MEMPHIS, Tenn. -- Just five months ago, a home that sits on Mt. Olive in North Memphis served as licensed, residential home for the aged.
In May of 2016, state regulators hit Nookie's Loving Care Home with multiple violations, placed the agency on probation, for no less than two years, and required it to suspend new admissions.
In August, the owner gave up his license and told the state he was turning the facility into rooming/boarding home.
WREG has learned a 55-year-old man died at the house just days before Christmas.
MPD said no foul play was noted.
Antonio Sharp says he called 911.
Sharp told WREG, "I came in the room and he was just sitting there, I pushed him and the tried to talk to him and he wouldn't say anything so I told him we were going to call the ambulance to see what was wrong with him and they said he was gone."
Sharp called himself a caretaker, but the the man who owns the house formerly known as Nookie's Loving Care Home, Steven Dortch, said the man WREG spoke to was a resident.
Dortch didn't want to go on camera, but spoke with WREG several times by phone.
He said the man that passed away had recently come from a local nursing home, and was in a wheelchair, but was independent.
It's not the first death connected to the home.
In 2011, when the place was a care home, a dementia patient wandered away, and was later found dead in a nearby park.
According to the Department of Health, Dortch surrendered his care home license in August of 2016.
Records show three months prior, state regulators put Nookie's on a two year probation and suspended new admissions after numerous violations.
Some were related to structural issues with the house, others involved patient safety, such as not having an awake attendant at all times and failing to properly store medications.

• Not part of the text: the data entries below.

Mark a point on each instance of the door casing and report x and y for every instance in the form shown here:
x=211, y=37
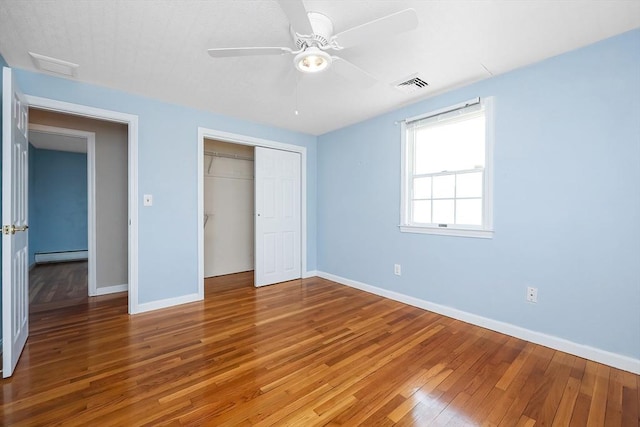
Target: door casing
x=205, y=133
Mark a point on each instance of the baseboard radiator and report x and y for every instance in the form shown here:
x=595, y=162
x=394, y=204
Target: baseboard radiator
x=47, y=257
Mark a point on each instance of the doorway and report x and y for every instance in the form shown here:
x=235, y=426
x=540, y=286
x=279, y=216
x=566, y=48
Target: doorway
x=131, y=123
x=62, y=198
x=228, y=208
x=105, y=232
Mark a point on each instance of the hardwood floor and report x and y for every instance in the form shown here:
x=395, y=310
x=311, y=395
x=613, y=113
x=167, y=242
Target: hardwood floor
x=57, y=285
x=307, y=352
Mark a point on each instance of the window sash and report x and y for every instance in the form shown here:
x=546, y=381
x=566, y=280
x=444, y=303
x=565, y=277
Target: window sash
x=459, y=112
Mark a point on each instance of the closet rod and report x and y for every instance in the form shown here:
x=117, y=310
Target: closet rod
x=227, y=156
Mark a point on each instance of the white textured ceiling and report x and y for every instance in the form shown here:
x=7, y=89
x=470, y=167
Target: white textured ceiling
x=159, y=49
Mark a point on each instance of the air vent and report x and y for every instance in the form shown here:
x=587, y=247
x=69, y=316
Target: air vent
x=53, y=65
x=411, y=84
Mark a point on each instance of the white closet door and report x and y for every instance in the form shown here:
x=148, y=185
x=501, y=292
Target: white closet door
x=278, y=213
x=228, y=208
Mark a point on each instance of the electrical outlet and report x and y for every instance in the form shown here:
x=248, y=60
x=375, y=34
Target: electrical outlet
x=397, y=269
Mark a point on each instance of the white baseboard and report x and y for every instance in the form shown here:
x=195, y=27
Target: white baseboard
x=169, y=302
x=61, y=256
x=311, y=273
x=112, y=289
x=597, y=355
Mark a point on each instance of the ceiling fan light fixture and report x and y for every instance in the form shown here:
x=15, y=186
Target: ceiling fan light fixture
x=312, y=60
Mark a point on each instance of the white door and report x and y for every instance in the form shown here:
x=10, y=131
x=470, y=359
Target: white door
x=15, y=271
x=278, y=212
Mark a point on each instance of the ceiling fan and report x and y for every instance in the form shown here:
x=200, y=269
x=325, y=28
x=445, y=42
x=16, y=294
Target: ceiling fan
x=314, y=41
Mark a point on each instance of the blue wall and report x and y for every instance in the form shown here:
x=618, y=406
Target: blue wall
x=167, y=168
x=58, y=201
x=3, y=63
x=566, y=212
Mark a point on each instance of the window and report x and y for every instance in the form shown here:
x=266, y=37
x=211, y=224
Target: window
x=447, y=171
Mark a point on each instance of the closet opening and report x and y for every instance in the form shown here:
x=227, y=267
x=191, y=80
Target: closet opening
x=229, y=229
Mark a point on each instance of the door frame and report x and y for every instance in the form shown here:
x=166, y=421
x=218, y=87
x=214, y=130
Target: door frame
x=90, y=139
x=131, y=121
x=234, y=138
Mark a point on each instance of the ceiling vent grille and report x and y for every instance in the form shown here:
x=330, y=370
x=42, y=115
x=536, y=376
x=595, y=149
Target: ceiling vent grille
x=54, y=65
x=411, y=84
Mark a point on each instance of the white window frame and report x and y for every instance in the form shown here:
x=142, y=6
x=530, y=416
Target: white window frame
x=483, y=231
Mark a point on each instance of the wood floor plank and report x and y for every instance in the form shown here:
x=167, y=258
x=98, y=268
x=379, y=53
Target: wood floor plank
x=305, y=352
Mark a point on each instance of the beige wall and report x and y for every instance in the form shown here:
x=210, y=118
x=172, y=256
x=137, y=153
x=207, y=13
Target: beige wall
x=111, y=191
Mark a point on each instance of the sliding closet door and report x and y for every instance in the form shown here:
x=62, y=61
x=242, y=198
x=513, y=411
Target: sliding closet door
x=278, y=211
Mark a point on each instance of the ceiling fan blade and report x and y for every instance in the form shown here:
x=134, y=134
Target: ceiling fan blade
x=297, y=14
x=353, y=73
x=225, y=52
x=389, y=25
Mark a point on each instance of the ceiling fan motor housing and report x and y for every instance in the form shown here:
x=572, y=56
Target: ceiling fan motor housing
x=322, y=31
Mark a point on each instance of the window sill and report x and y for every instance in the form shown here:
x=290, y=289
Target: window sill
x=457, y=232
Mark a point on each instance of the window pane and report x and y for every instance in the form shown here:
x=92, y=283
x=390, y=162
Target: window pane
x=444, y=186
x=422, y=188
x=469, y=185
x=443, y=212
x=422, y=211
x=469, y=212
x=450, y=146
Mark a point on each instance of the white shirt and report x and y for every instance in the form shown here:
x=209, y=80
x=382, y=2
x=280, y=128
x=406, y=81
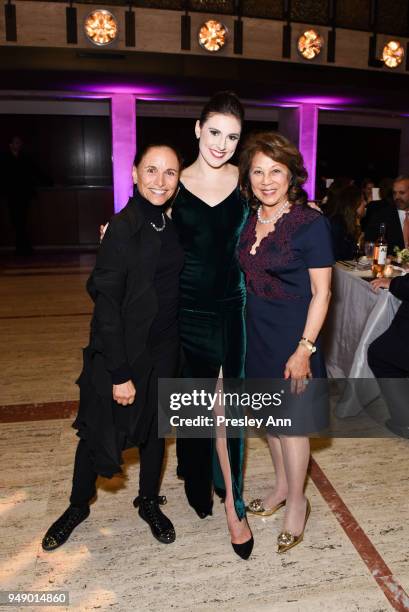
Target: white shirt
x=402, y=215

Nookie's also had new admissions suspended back in 2008.
Dortch called some of those violations minor, part of the reason he says he decided to get out of the business.
Theodore Mickens lives on the same street and says the folks in the home are good neighbors.
"They always seem to be in pretty good nature, never any trouble over here."
State regulators said since the place is no longer a licensed home for the aged, they wouldn't be involved in any sort of investigation.
A spokesperson said they would only investigate if a complaint alleged the facility was providing services that require a license.